Predicting performance-related properties of refrigerant based on tailored small-molecule functional group contribution
This work addresses the need for more precise property prediction in refrigerant design, which is incremental as it adapts existing methods to a specific domain.
The authors tackled the problem of inaccurate property predictions for small refrigerant molecules by tailoring group contribution methods specifically for refrigerants and combining them with machine learning, achieving improved accuracy for five key performance-related properties.

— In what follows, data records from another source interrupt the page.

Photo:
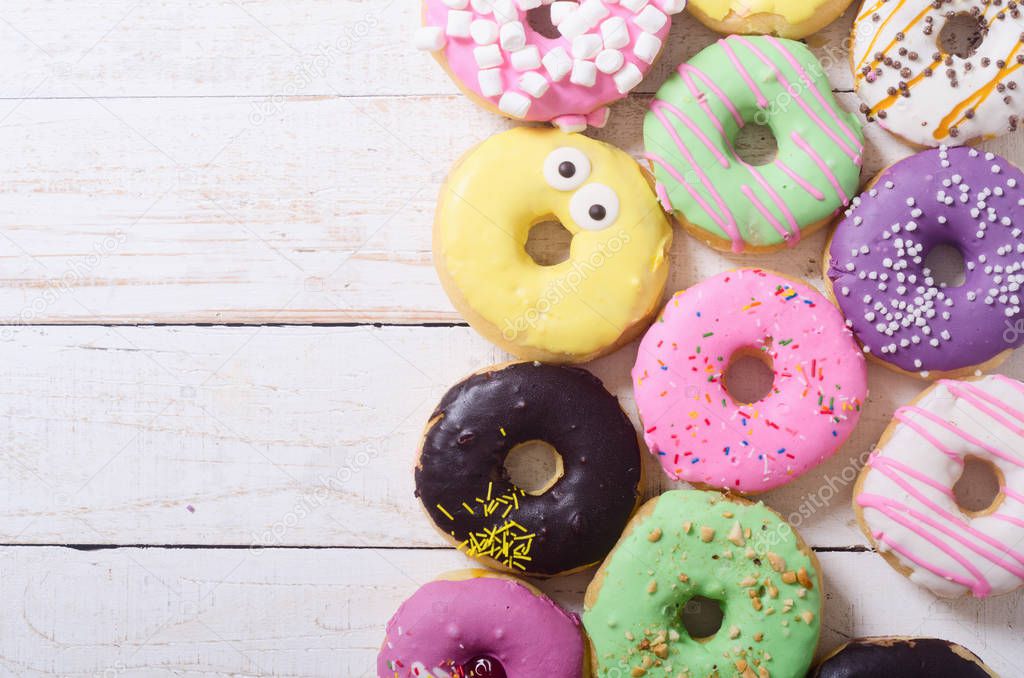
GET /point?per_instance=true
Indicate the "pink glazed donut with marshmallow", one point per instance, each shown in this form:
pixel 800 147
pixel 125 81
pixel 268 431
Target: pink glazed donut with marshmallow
pixel 602 51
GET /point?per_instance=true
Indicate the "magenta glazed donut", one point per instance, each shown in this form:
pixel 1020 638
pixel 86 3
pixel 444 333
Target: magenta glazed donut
pixel 478 624
pixel 698 432
pixel 602 50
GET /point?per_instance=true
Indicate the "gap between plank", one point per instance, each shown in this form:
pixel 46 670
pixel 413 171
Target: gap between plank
pixel 302 547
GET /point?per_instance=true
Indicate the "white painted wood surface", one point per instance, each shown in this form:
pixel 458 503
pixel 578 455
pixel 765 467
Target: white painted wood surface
pixel 261 162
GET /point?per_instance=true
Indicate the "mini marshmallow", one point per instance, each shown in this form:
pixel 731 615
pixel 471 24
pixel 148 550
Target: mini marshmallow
pixel 483 32
pixel 488 56
pixel 459 23
pixel 514 103
pixel 628 78
pixel 491 82
pixel 526 58
pixel 558 64
pixel 430 38
pixel 650 19
pixel 561 9
pixel 647 47
pixel 593 11
pixel 534 84
pixel 513 36
pixel 609 60
pixel 615 33
pixel 504 10
pixel 587 46
pixel 584 73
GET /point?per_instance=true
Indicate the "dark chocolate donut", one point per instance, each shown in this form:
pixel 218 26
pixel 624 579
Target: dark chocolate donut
pixel 462 481
pixel 902 658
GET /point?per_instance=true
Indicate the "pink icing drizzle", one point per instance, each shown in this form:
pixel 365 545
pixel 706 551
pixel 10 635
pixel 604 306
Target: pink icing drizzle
pixel 958 528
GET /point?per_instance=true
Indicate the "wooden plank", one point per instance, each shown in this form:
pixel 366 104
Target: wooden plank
pixel 279 435
pixel 187 210
pixel 322 612
pixel 259 47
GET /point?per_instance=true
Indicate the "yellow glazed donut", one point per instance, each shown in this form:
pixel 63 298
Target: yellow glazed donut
pixel 598 299
pixel 786 18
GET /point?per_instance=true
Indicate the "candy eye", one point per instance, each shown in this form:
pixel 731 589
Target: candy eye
pixel 566 169
pixel 594 207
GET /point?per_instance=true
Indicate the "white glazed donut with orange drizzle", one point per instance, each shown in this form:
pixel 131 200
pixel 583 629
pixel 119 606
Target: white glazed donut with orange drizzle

As current group contribution (GC) methods are mostly proposed for a wide size-range of molecules, applying them to property prediction of small refrigerant molecules could lead to unacceptable errors. In this sense, for the design of novel refrigerants and refrigeration systems, tailoring GC-based models specifically fitted to refrigerant molecules is of great interest. In this work, databases of potential refrigerant molecules are first collected, focusing on five key properties related to the operational efficiency of refrigeration systems, namely normal boiling point, critical temperature, critical pressure, enthalpy of vaporization, and acentric factor. Based on tailored small-molecule groups, the GC method is combined with machine learning (ML) to model these performance-related properties. Following the development of GC-ML models, their performance is analyzed to highlight the potential group-to-property contributions. Additionally, the refrigerant property databases are extended internally and externally, based on which examples are presented to highlight the significance of the developed models.